Produit par Eric Tsang (Infernal Affair) et réalisé par Qian Renhao qui fait parti de la nouvelle génération taïwanaise, Buttonman est un film à l'ambiance étrange, qui met parfois un peu mal à l'aise, non pas par des scènes violentes ou gores comme aurait pu le suggérer le scénario, mais par des scènes assez dures psychologiquement parlant et des personnages complètement meurtris par ce qu'ils font.
On va suivre la vie de Wei, incarné par un Francis Ng (Infernal Affair 2) impeccable, fidèle à lui même, dont le travail dans les triades consiste à passer derrière les meurtres pour tout nettoyer, s'occuper du corps, se débarrasser des preuves, puis toucher l'argent, sans jamais se soucier de qui a été tué ni même pourquoi. Une tranche de vie durant laquelle on y voit un personnage qui souffre de son métier, finissant tous les soirs dans un bar à enchainer les verres et les cigarettes, affalé sur le comptoir, ivre mort, comme pour oublier sa journée... Ou retrouvant un peu de réconfort dans les bras d'une belle prostituée, jouée par Terry Kwan (Turn Left Turn Right, Shamo), chez laquelle il revient régulièrement, avant de recommencer dès le lendemain à nettoyer les traces d'un meurtre dans lequel les victimes sont souvent mutilées et couvertes de sang. Une vie de désespérance la plus totale qui malgré l'énorme quantité d'argent gagnée va forcer Wei à décrocher et à former un successeur. Une sorte de destruction intérieure à petit feu en quelque sorte...
Comme on le constate rapidement, le film est d'une grande noirceur. Même si on ne les voit jamais ou presque, on sent des meurtres violents, tout comme la violence que doit s'infliger le personnage de Wei pour découper parfois les corps lorsqu'il faut les faire disparaitre. Cette violence a beau être suggérée, on sent bien que même s'il reste toujours efficace et professionnel, Wei souffre. Mais au delà des meurtres et de leur nettoyage, ce sont les à cotés qui sont les plus violents moralement.
On nage en plein milieu des triades et de la prostitution et le réalisateur n'hésite pas à montrer le pire, une prostituée obligé de faire le tapin accompagnée de sa petite fille de 3 ou 4 ans car elle ne peut pas la faire garder, et qui va la mettre dans la pièce juste à coté ou simplement dans un placard pendant qu'elle fait son « affaire » ou une petite gâterie à ses « clients ».

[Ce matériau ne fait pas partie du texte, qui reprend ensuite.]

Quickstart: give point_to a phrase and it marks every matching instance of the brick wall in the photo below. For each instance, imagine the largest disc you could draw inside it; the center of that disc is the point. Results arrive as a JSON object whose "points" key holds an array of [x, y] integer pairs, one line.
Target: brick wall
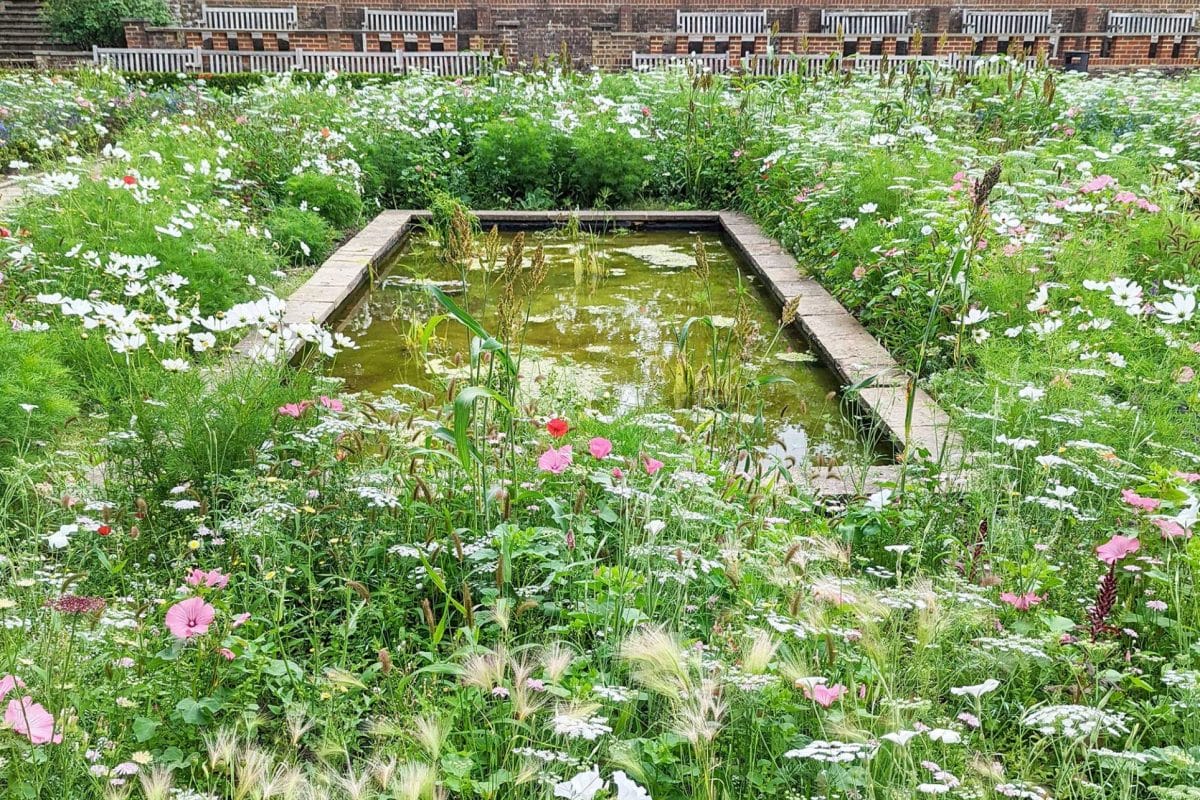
{"points": [[605, 34]]}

La réalisation de Qian Renhao conforte cet aspect noir et très désespéré du film. La mise en scène est tout simplement superbe, avec des éclairages de toute beauté appuyés par des filtres qui donnent un charme certain à la ville où se déroule l'histoire. Quian Renhao aime à s'attarder sur les visages de ses personnages, principalement celui de Francis Ng dans des plans toujours très réussis où on sent toute la solitude du personnage. Le réalisateur veut montrer qu'il est doué avec sa caméra et dans la mise en scène en général et ça se sent.
Mais à trop s'attarder sur ses personnages et sur des longs plans fixes, le film souffre d'un rythme un peu lent. Ce n'est clairement pas un film d'action, il n'y a d'ailleurs qu'une ou deux scènes qui bougent un peu, mais malgré la courte durée, 1h20, on a parfois tendance à trouver certaines scènes un peu trop longues.
Néanmoins Buttonman se regarde sans déplaisir, l'ambiance sombre qu'essaie de mettre en place le réalisateur fonctionne à merveille et malgré une ou deux scènes un peu moins réussies, on passe un très bon moment en compagnie d'un Francis Ng.